Mass generation for the two dimensional O(N) Linear Sigma Model in the large N limit

TL;DR

This paper analyzes the large N limit of the 2D O(N) Linear Sigma Model, showing exponential decay of correlations and convergence to a massive Gaussian Free Field without restrictions on coupling constants.

Contribution

It demonstrates the emergence of a massive Gaussian Free Field in the large N limit of the 2D O(N) Linear Sigma Model, extending previous results to all coupling constants.

Findings

Correlations decay exponentially fast in the large N limit.

Marginals converge to a massive Gaussian Free Field.
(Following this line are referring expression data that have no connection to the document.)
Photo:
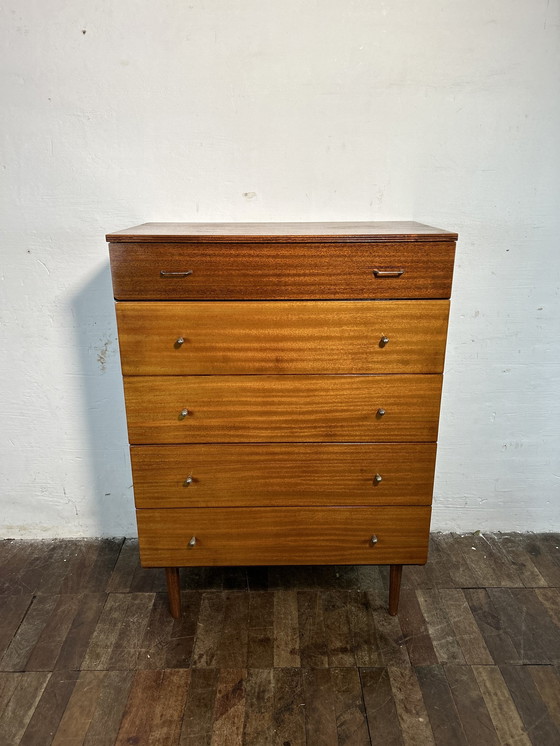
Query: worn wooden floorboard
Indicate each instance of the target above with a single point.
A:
(89, 655)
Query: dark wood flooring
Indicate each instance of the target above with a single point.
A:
(89, 654)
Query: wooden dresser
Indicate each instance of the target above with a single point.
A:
(282, 386)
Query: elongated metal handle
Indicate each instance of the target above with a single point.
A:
(163, 273)
(388, 272)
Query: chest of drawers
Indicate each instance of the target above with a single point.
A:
(282, 386)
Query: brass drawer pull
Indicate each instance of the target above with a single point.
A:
(388, 272)
(162, 273)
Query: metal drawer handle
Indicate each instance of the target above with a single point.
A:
(388, 272)
(162, 273)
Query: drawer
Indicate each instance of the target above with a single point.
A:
(210, 409)
(290, 536)
(274, 271)
(212, 475)
(298, 337)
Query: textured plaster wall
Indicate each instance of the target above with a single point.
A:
(116, 113)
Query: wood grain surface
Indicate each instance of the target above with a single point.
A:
(407, 230)
(283, 474)
(305, 654)
(275, 271)
(281, 408)
(291, 536)
(294, 337)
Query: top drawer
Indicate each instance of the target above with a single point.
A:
(276, 271)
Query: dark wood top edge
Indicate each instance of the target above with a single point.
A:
(397, 231)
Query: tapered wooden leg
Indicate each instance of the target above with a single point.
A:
(394, 588)
(173, 591)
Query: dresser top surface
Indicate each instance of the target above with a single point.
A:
(254, 232)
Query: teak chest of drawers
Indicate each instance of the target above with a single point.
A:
(282, 386)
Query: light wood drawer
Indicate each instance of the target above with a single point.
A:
(255, 409)
(284, 474)
(291, 536)
(278, 270)
(295, 337)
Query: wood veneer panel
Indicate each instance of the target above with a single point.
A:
(282, 474)
(406, 230)
(282, 408)
(294, 536)
(281, 270)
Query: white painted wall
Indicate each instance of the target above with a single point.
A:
(116, 113)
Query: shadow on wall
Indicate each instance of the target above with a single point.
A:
(109, 490)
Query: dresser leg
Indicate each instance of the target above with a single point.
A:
(394, 588)
(173, 591)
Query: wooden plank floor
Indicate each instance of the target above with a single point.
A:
(281, 656)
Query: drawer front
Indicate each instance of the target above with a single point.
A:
(296, 337)
(291, 536)
(281, 270)
(286, 474)
(236, 409)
Results hold without restrictions on coupling constants.

Abstract

This work studies the $O(N)$ Linear Sigma Model on $\mathbb{R}^{2}$ under a scaling dictated by the formal $1/N$ expansion. We show that in the large $N$ limit, correlations decay exponentially fast, where the acquired mass decays exponentially in the inverse temperature. In fact, each marginal converges to a massive Gaussian Free Field (GFF) on $\mathbb{R}^{2}$, quantified in the $2$-Wasserstein distance with a weighted $H^{1}(\mathbb{R}^{2})$ cost function. In contrast to prior work on the torus via parabolic stochastic quantization, our results hold without restrictions on the coupling constants, allowing us to also obtain a massive GFF in a suitable double scaling limit. Our proof combines the Feyel/\"Ust\"unel extension of Talagrand's inequality with some classical tools in Euclidean Quantum Field Theory.